But somehow, it worked.
They became friends, slowly at first. Sharing a desk in music class. Waiting for the same bus after school. Laughing over instant ramen at the corner shop. Seungcheol still remembered the way his face lit up when he got that birthday present — a vintage jazz vinyl and a handmade photo book of their moments together, tied with twine.
“You remembered I liked this?” he'd asked, eyes wide with surprised warmth.
“I guessed,” Seungcheol had said, pretending it hadn’t taken a two-day forward jump, three bug fixes, and one minor temporal glitch to find out.
That had been six months ago.
Now, they were closer. Not just casual friends — real ones. The kind who shared playlists and secrets and bad poetry. The kind who could sit in silence and still feel like something important was being said.
But there was still something unsaid between them. Something that buzzed under Seungcheol’s skin every time he leaned in a little too close or smiled just a little too fondly.
And Seungcheol?
He wasn’t sure if he could build an invention that would tell him how that story ends.
__________
It was one certain afternoon when Seungcheol sat cross-legged on the floor of his room, sulking, his fingers idly fiddling with the exposed circuit board of his newest invention — a hybrid of a holographic projection drone and a kinetic sensor, designed to follow emotional cues. It was supposed to recognize moods based on heart rate, pupil dilation, and tone of voice, then project comforting visuals accordingly.

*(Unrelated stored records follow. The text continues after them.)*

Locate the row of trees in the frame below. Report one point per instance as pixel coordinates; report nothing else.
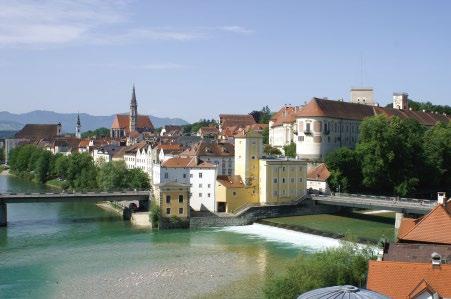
(76, 171)
(394, 156)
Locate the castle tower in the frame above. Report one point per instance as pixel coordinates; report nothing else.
(78, 127)
(133, 111)
(400, 101)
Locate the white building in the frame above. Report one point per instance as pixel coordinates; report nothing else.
(200, 175)
(220, 154)
(282, 127)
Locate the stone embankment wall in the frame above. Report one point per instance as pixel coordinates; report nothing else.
(253, 214)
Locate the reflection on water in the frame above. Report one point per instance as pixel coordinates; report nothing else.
(79, 250)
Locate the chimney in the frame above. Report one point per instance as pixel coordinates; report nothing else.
(436, 259)
(441, 198)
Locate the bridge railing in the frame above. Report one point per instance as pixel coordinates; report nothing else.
(377, 197)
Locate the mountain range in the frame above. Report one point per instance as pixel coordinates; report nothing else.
(14, 122)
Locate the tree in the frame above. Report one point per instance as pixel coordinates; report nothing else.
(290, 150)
(345, 265)
(391, 151)
(344, 167)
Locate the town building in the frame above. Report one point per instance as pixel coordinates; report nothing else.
(317, 176)
(198, 174)
(124, 124)
(325, 125)
(173, 200)
(282, 127)
(220, 154)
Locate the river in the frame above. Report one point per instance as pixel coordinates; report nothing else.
(78, 250)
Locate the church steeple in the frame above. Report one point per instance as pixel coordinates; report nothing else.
(133, 111)
(78, 127)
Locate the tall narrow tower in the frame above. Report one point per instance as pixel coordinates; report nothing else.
(133, 111)
(78, 127)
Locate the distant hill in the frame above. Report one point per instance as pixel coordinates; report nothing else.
(13, 122)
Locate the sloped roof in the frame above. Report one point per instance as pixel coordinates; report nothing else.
(399, 279)
(240, 120)
(122, 121)
(214, 149)
(38, 131)
(318, 173)
(434, 227)
(186, 162)
(345, 110)
(231, 181)
(286, 115)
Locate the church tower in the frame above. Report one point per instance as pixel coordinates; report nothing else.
(78, 127)
(133, 111)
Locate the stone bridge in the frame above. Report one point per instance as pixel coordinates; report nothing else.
(399, 205)
(141, 197)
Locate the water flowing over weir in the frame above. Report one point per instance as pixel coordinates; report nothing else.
(307, 242)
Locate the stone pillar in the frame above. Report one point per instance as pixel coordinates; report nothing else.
(398, 220)
(3, 214)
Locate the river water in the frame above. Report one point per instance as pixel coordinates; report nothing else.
(78, 250)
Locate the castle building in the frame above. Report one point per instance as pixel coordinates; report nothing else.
(78, 127)
(124, 124)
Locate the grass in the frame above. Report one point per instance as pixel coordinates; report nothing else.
(364, 227)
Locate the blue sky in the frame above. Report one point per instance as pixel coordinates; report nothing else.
(196, 59)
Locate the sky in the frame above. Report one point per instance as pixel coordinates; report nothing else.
(196, 59)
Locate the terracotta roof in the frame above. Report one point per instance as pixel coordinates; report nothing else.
(286, 115)
(401, 279)
(230, 181)
(186, 162)
(434, 227)
(38, 131)
(239, 120)
(318, 173)
(122, 121)
(215, 149)
(345, 110)
(416, 253)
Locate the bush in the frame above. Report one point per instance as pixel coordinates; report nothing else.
(346, 264)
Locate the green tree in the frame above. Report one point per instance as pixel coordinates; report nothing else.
(347, 264)
(290, 150)
(345, 173)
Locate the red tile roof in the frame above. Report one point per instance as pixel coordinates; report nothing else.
(230, 181)
(239, 120)
(122, 121)
(345, 110)
(435, 227)
(401, 279)
(318, 173)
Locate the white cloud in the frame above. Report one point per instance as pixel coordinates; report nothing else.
(237, 29)
(46, 22)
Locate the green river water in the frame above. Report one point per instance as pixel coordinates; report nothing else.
(73, 250)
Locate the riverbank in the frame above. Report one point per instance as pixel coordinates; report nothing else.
(364, 228)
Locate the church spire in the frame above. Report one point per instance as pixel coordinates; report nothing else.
(78, 127)
(133, 111)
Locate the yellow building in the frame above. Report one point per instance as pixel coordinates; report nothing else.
(258, 180)
(173, 199)
(282, 180)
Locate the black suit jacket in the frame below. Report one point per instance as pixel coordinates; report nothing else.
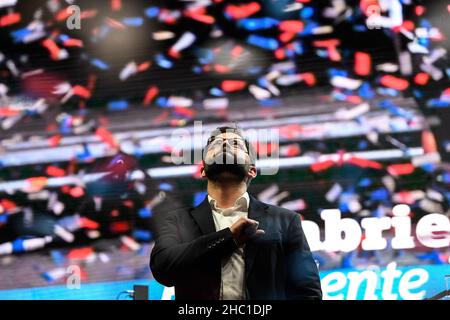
(278, 265)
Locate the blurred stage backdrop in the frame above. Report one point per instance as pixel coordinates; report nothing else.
(358, 90)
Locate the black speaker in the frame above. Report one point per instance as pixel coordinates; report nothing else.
(140, 292)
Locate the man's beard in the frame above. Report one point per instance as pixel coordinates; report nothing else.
(227, 170)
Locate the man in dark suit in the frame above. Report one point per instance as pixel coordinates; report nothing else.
(233, 246)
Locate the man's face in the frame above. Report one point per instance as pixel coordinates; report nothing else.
(227, 158)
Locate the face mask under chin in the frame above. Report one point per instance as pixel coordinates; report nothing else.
(223, 172)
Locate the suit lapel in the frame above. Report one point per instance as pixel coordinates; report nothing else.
(202, 215)
(256, 212)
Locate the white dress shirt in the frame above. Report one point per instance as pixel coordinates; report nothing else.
(232, 280)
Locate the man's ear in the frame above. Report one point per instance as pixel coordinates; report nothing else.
(202, 169)
(252, 172)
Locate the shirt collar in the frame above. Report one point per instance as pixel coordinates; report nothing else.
(241, 204)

Ironically, it wasn’t helping.
His C+ test paper lay crumpled in the corner like a personal betrayal. His mom had gone off on him earlier — the full lecture package: yelling, hands on hips, disappointment in her eyes. The worst part? She wasn’t even wrong. He’d barely studied, again, too caught up in tweaking an energy pulse regulator.
After the storm passed, she’d knocked on his door softly and left a plate of banana milk and fish cake skewers by the door like a peace offering. He didn’t touch them. Pride and frustration made a poor dinner.
He let out a sigh, reaching for his micro-screwdriver when suddenly—
WhrrrRRRMMMMmmmmm—KACHINK.
The time machine — dormant for months — lit up.
Pulses of blue light throbbed through the copper coils as the core spun into motion, humming with increasing frequency. Seungcheol jolted, his body stiffening. This wasn’t a scheduled activation. And he never left it plugged in during idle states.
“What the—?”
He scrambled toward the console, hands flying over the manual override switches. Error messages flashed across the small monitor:
|[TEMPORAL FIELD FLUCTUATION DETECTED]
|[UNAUTHORIZED POWER SURGE]
|[INCOMING TEMPORAL FEEDBACK LOOP?]
“That’s not even supposed to be possible,” Seungcheol mumbled, wide-eyed. “The loop feedback should’ve been sealed after I upgraded the—”
Before he could finish the sentence, a violent crackle shot through the machine, the sound like a whip cracking against metal. Sparks burst from a loose wire, and a low thump reverberated through the floorboards. The air shifted — just slightly — like pressure being sucked out of the room.
Too unstable. Too fast.
“Shit!”
Seungcheol lunged forward, reaching for the kill switch, but the electromagnetic field pushed him back with a sharp jolt, and he fell on his butt with a surprised yelp.